AttributeError: 'Submission' object has no attribute 'd_'
AmeyHengle opened this issue · 1 comments
The Api documentation provides a method to directly convert a submission object into a DataFrame using the special attribute '_d' .
However, in practice, I am getting an error that there is no such attribute.
Posting the error below:
AttributeError Traceback (most recent call last)
in
24 ))
25
---> 26 df = pd.DataFrame([obj.d_ for obj in submissions])
27 df.to_csv('../Mental_Health/AskReddit.csv')
in (.0)
24 ))
25
---> 26 df = pd.DataFrame([obj.d_ for obj in submissions])
27 df.to_csv('../Mental_Health/AskReddit.csv')
~\Anaconda3\lib\site-packages\praw\models\reddit\base.py in getattr(self, attribute)
33 if not attribute.startswith("_") and not self._fetched:
34 self._fetch()
---> 35 return getattr(self, attribute)
36 raise AttributeError(
37 "{!r} object has no attribute {!r}".format(
~\Anaconda3\lib\site-packages\praw\models\reddit\base.py in getattr(self, attribute)
36 raise AttributeError(
37 "{!r} object has no attribute {!r}".format(
---> 38 self.class.name, attribute
39 )
40 )
AttributeError: 'Submission' object has no attribute 'd_'
Interesting! It's hard to debug this without seeing the code for how you requested obj
. My suspicion here is that you instantiated the psaw.PushshiftAPI
instance with a praw.Reddit
instance, right? If that's the case, obj
is an instance of praw.models.Submission
(you can check this with type(obj)
). That special d_
attribute is specific to the psaw Submission model. If you instantiate the psaw.PushshiftAPI
instance without passing it a praw.Reddit
instance, it will return objects with the d_
attribute. If you give it a praw.Reddit
instance, it will return praw objects, which don't have this attribute.
Assuming this is what's going on, I think there are two main reasons to instantiate psaw with a praw instance: to ensure you are fetching the current state of the reddit Thing rather than the snapshot in pushshift's archive (e.g. if you need the current score on the object or want to ignore deleted items), or because you are passing the results to code that was designed around praw objects and you want to ensure compatibility.
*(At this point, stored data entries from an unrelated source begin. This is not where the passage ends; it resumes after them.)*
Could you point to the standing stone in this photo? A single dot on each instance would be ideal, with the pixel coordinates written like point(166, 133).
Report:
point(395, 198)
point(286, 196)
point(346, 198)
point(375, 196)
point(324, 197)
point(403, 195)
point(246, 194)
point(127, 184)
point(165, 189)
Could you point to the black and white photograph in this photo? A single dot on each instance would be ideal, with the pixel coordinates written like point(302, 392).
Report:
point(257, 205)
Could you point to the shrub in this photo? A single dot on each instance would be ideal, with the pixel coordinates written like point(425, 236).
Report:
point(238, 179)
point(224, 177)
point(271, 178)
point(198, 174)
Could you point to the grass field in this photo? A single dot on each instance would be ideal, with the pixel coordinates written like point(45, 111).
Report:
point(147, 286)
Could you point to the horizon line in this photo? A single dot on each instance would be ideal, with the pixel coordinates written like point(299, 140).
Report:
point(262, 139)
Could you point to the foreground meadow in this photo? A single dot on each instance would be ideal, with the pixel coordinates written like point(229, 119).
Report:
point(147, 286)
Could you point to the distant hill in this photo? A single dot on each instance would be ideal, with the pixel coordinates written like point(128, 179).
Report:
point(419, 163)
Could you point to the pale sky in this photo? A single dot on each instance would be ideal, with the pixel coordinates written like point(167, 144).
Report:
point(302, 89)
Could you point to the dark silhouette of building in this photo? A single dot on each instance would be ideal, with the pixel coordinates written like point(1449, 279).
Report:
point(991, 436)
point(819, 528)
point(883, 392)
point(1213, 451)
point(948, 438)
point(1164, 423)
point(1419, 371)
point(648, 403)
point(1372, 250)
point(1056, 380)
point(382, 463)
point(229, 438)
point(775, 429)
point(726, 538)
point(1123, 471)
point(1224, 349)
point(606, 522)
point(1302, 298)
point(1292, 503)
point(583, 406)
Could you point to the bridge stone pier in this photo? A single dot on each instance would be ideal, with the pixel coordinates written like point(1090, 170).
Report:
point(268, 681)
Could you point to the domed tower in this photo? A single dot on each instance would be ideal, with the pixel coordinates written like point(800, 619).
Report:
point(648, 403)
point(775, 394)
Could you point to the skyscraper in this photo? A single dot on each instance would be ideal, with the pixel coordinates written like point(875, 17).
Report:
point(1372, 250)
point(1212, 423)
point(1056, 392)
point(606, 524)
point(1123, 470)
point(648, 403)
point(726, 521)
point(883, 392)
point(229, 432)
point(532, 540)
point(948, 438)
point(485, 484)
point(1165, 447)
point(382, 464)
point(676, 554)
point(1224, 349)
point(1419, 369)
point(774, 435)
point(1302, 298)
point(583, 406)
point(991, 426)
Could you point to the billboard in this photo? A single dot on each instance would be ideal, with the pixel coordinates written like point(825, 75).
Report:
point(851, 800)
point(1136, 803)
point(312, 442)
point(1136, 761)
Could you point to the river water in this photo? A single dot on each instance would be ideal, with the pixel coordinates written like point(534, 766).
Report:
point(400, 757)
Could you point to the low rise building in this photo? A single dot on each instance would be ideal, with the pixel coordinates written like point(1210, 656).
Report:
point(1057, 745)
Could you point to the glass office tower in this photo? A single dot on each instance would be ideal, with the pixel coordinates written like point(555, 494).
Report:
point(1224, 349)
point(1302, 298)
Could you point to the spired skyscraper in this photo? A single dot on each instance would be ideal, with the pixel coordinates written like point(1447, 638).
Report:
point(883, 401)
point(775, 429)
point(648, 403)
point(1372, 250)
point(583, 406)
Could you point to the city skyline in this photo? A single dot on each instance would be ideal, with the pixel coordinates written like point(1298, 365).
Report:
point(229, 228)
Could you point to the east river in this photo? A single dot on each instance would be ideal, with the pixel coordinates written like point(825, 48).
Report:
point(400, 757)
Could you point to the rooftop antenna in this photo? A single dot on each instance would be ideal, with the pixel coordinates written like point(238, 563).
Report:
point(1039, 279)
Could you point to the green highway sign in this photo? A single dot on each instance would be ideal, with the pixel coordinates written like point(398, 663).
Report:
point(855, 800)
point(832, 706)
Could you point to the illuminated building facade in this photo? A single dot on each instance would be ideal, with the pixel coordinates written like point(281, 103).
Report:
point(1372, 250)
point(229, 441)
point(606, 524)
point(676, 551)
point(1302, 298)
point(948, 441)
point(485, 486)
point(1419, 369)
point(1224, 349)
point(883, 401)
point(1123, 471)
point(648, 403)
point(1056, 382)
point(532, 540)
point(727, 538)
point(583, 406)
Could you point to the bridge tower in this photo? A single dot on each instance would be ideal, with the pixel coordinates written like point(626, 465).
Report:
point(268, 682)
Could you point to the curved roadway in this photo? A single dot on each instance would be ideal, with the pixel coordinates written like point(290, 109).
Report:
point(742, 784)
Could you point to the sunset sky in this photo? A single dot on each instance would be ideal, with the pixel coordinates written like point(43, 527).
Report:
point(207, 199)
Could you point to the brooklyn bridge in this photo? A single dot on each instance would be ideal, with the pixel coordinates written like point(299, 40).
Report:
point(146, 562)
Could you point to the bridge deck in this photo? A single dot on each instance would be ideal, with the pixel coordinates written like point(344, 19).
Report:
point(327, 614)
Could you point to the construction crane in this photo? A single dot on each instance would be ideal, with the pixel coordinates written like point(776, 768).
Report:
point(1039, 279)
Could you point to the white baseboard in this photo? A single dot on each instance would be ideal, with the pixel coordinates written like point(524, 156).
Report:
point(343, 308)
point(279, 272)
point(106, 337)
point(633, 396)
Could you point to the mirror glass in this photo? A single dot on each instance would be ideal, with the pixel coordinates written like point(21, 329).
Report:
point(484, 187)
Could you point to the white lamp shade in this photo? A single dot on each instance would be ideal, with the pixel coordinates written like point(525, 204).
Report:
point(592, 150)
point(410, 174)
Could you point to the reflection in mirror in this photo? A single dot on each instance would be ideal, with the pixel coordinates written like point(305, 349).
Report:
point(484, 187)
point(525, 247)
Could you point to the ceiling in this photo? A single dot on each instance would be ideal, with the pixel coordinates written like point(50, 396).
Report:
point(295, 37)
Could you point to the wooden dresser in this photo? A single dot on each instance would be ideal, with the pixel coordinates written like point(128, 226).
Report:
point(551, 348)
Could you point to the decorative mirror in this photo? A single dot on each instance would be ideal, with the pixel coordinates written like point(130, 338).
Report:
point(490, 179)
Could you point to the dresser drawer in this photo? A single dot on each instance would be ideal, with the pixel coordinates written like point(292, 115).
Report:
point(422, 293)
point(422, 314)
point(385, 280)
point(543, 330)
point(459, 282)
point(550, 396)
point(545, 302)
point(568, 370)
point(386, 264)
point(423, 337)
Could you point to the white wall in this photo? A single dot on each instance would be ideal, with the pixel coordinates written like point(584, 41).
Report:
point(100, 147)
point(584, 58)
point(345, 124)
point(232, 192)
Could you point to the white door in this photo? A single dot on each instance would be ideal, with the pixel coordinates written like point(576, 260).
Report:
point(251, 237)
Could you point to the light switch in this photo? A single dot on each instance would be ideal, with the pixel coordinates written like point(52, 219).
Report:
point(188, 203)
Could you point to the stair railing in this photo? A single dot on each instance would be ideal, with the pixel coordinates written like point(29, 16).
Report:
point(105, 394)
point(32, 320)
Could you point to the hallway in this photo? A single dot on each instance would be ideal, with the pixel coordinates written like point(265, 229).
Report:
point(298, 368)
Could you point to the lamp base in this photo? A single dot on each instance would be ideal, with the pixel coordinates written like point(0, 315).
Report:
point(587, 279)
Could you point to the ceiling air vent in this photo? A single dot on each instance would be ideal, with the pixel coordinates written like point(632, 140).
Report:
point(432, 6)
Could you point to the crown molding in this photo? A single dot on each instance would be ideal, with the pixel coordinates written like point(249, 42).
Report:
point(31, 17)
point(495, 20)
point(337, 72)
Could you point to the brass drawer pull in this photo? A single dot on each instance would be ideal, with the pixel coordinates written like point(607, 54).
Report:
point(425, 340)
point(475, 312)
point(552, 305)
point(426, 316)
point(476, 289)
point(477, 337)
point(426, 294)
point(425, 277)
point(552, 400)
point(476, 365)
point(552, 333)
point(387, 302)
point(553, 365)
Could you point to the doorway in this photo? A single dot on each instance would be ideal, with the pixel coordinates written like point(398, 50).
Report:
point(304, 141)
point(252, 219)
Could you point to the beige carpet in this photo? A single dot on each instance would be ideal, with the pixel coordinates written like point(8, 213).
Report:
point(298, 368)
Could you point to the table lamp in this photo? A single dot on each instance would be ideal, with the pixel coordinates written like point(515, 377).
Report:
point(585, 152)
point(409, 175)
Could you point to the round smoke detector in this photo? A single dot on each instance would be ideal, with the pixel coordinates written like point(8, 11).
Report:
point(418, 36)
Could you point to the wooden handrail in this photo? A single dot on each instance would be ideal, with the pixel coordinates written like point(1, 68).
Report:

If you don't fall into either of these use cases, you can probably just instantiate psaw without passing it a praw instance and you'll get the magic d_
attribute.
I haven't tested this, but per the praw docs I suspect you could do something like this:
subm_dicts = [{k:getattr(praw_obj, k) for k in vars(praw_obj)} for praw_obj in submissions]
df = pd.DataFrame(subm_dicts)
If my suspicion is off target here, I'm going to need more information to help you figure out what's going on. Let me know if this answers your question. If you still need help, please share enough code to permit me to replicate the issue on my end.